Hi folks,
I do some stuff for work now which uses some commercial software which leverages GPUs. It's photogrammetry, actually, if anyone's interested.
Anyway this leads me to try to test various system configurations so I am now in possession of:
EVGA GeForce GTX 1080Ti SC Black
MSI Radeon RX Vega 56
EVGA GeForce GTX 980Ti Classified
EVGA GeForce GTX 1050 I think this is SuperClock but who cares, really
I've got only two host machines so far and have been swapping the GPU's in and out like jenga blocks. I've also got a Sonnet 550W TB3 external GPU enclosure I gotta find time to tinker with (so i can theoretically also leverage the Kaby Lake in my TB3 MacBook), but that's neither here nor there. One thing that bugs me is when I try to run a benchmark to confirm that the drivers have been set up kosher, most programs only ever attempt to put load on GPU1. For example I've got the Vega and 1050 in my machine no.2 and the Vega shows up as GPU2 and I really just want to tell windows to swap them around at least so I can run Furmark or Superposition on it, but they just run on the 1050.
At the end of the day though it's pretty clear that until software that i care about really starts to leverage multi-gpu, there's really no point sticking multiple of them inside a single box.
I suppose if i'm going to tinker with both OpenCL and CUDA code that it'd be useful to have a green and red card in the box, but that's pretty much it, benchies and stuff mostly just cater to the basic use case, and things like SLI/CF really need you to provide identical cards to pair up.

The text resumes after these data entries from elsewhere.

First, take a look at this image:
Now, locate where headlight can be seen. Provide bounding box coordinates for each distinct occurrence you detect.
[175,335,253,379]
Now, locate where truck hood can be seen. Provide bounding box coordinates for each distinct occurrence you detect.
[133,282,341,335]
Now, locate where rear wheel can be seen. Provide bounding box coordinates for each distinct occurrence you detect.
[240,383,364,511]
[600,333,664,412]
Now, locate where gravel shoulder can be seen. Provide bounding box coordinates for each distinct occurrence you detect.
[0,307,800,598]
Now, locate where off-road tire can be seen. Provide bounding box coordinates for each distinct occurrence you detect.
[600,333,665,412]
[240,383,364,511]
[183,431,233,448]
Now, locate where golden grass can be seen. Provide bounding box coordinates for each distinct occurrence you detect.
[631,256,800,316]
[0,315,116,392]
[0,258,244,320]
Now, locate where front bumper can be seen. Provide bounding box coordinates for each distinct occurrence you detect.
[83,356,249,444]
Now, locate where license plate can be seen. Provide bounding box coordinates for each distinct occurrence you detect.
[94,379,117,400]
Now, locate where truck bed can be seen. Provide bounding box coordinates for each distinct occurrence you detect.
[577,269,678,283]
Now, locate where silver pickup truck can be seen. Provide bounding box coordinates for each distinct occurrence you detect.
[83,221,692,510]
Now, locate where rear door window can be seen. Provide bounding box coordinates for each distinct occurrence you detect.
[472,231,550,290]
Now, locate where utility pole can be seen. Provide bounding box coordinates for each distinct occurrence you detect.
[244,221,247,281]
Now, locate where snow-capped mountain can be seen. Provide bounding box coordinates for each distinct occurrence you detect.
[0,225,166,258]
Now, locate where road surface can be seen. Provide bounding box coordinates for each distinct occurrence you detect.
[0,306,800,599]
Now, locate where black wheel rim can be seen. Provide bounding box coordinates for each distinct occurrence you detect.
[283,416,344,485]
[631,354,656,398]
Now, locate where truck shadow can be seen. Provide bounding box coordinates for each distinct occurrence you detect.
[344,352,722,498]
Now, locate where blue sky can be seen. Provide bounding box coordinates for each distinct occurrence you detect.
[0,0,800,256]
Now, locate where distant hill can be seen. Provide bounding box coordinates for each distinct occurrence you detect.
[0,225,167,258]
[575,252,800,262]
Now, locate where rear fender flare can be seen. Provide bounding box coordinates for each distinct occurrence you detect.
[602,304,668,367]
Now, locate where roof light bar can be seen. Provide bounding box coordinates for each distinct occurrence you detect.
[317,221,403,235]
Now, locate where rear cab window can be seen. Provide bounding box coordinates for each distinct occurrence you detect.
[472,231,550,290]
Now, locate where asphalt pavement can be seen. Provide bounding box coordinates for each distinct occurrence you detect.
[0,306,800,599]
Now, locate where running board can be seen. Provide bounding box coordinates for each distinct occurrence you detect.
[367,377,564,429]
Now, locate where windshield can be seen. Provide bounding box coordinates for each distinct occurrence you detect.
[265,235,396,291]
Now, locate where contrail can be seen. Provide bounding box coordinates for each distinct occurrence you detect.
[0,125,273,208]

I just dont want to physically swap the position of the cards just to change which one is GPU1 (to windows). I really want to be able to at least set it in bios or set it in windows and i'm happy to reboot, i'm just not happy having to physically unplug both cards just to run the same benchie software on the other card!
All google will ever give me are a bunch of threads with people being confused about how optimus works.